Just as Modi broke with tradition to personally greet Obama at the airport—seen as a not particularly subtle indication of Modi’s interest in getting relations back on track—Xi also dispensed with traditional Chinese diplomatic protocol to receive Swaraj. Generally, visiting foreign ministers have meetings with their counterparts and perhaps the prime minister, with only the representatives of the major powers having the possibility of a direct meeting with the head of state. Having the Chinese president receive the Indian external affairs minister is a recognition of India’s position as one of the great powers, a balance to the American decision to set up a “hotline” between the U.S. and Indian heads of government. Moreover, in the communique of the 13th annual Russia-India-China trilateral meeting, China moved closer to supporting India’s bid for permanent membership on the U.N. Security Council, which, while it does not represent a full endorsement, is a shift from Beijing’s previous full-scale opposition.

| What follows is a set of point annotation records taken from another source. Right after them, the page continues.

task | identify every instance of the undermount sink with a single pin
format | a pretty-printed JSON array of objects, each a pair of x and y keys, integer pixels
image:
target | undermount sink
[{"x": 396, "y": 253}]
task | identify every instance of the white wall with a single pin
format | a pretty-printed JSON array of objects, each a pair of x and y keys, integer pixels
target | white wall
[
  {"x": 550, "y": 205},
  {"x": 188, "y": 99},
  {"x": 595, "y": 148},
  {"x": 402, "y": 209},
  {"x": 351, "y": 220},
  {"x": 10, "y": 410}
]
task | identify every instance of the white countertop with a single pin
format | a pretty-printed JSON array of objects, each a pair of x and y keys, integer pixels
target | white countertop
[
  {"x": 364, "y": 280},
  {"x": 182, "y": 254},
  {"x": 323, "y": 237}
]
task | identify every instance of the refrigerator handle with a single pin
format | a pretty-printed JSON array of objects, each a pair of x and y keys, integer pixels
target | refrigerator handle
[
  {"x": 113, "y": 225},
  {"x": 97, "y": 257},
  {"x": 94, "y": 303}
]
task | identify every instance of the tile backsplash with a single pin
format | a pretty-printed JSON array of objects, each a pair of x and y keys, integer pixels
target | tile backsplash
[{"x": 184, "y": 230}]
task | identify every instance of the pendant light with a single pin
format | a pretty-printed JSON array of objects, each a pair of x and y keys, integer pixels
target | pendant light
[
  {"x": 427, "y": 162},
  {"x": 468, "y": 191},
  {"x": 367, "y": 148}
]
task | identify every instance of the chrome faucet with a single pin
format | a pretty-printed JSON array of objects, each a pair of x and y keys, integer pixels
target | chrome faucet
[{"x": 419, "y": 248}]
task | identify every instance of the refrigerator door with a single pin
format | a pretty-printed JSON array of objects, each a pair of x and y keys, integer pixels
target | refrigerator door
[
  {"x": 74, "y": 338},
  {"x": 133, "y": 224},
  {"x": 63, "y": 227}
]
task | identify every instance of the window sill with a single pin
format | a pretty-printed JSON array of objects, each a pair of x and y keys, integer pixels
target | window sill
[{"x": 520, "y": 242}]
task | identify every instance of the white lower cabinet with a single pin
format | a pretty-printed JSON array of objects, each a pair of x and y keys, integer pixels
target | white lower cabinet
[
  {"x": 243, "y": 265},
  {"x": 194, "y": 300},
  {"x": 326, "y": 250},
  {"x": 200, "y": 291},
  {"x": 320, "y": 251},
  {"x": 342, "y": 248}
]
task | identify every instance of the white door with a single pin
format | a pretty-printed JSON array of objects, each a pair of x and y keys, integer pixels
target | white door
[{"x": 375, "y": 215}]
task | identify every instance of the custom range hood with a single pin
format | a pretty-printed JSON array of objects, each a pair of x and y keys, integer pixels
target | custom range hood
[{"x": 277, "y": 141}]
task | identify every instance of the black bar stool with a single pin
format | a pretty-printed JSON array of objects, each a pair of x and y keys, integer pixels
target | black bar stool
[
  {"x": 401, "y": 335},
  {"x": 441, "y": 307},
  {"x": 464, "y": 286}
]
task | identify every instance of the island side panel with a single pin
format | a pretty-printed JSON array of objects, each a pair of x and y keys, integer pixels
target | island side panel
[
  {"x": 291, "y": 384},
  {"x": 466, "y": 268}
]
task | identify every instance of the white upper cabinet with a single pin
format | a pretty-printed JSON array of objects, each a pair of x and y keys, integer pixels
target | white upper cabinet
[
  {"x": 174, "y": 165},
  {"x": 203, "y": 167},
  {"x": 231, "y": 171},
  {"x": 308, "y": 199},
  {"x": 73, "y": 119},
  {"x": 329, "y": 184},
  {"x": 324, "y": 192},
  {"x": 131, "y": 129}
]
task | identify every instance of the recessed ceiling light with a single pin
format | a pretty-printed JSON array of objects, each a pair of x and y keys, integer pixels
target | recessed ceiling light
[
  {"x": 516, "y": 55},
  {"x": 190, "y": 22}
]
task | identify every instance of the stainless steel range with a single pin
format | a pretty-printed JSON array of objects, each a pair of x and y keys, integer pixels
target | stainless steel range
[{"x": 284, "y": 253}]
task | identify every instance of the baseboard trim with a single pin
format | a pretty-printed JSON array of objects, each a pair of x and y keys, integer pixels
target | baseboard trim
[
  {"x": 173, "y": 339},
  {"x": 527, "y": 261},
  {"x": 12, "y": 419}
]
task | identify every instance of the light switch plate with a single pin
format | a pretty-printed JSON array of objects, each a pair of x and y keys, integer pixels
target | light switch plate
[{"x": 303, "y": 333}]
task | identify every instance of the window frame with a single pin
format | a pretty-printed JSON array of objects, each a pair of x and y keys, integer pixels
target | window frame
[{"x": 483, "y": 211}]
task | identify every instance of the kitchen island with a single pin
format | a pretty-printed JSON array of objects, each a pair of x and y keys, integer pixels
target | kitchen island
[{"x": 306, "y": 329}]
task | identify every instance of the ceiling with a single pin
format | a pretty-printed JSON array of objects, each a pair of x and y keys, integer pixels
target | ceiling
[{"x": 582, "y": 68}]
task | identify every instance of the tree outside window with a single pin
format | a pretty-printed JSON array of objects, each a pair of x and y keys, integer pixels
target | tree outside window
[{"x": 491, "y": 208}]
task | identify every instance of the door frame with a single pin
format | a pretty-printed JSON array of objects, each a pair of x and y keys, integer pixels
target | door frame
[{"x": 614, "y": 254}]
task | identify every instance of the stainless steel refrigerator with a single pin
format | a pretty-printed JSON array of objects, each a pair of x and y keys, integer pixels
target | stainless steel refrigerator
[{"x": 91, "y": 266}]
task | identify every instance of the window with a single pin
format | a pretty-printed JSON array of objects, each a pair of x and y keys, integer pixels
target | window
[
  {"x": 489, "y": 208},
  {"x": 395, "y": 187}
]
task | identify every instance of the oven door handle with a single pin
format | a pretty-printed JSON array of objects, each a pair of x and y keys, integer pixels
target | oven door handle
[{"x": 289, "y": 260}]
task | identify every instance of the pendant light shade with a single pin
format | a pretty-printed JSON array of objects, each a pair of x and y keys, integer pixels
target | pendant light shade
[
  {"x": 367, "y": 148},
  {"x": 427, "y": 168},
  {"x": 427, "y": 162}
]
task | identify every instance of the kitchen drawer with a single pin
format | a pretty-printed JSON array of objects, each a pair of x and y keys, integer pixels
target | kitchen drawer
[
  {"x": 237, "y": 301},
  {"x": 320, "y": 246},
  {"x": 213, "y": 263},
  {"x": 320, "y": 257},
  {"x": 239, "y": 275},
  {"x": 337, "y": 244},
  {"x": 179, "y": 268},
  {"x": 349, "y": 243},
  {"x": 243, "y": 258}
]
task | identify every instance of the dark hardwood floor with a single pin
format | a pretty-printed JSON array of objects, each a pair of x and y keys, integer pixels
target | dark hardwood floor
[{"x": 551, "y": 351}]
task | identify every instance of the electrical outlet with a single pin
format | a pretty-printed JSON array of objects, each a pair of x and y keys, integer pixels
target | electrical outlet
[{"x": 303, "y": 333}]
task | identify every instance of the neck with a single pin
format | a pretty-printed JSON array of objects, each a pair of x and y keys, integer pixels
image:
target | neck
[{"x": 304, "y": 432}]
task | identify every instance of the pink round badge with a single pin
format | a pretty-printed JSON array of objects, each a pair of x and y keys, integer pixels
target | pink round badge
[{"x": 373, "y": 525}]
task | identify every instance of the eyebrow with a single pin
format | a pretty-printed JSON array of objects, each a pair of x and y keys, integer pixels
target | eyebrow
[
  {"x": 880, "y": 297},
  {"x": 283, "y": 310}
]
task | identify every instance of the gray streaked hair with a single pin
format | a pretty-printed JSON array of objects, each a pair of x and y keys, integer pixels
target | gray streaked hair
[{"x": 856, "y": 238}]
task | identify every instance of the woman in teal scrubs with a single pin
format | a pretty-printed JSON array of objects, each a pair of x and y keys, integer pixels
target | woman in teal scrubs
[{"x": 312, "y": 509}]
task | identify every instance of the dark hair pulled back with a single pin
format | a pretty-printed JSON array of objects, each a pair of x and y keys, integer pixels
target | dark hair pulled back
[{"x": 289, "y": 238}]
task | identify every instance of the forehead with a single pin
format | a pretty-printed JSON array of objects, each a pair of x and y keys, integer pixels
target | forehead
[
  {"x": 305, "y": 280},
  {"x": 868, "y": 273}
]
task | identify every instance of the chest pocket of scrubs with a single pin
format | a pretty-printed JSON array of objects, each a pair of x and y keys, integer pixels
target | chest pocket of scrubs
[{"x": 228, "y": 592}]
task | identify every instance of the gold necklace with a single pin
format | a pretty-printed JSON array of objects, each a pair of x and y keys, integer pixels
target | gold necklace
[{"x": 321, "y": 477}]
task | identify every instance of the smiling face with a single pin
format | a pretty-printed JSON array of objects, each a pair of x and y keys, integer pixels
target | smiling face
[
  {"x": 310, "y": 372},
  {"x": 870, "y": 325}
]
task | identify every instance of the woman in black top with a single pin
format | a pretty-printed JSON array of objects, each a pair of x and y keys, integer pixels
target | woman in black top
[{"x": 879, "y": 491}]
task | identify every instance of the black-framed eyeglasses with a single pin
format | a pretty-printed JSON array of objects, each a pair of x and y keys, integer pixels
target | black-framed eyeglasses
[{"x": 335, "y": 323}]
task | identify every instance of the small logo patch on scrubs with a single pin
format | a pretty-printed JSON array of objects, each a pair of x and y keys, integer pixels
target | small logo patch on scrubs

Swaraj arrived in Beijing with a six-point action agenda designed to improve the caliber of relations between India and China and so help to usher in the “Asian Century.” Certainly, the United States, as the major power of the Pacific basin, can play a leading role in this process. But while India is happy to have the U.S. as a partner in shifting the focal point of the world from the Euro-Atlantic to the Indo-Pacific theater, it is less interested in serving as America’s western flank in a China containment strategy, unless China poses a threat to Indian interests or security. Indeed, India seems poised to position itself for the role that China itself played 40 years ago during the Cold War—the balancer that retains its own independent freedom of action on the world stage.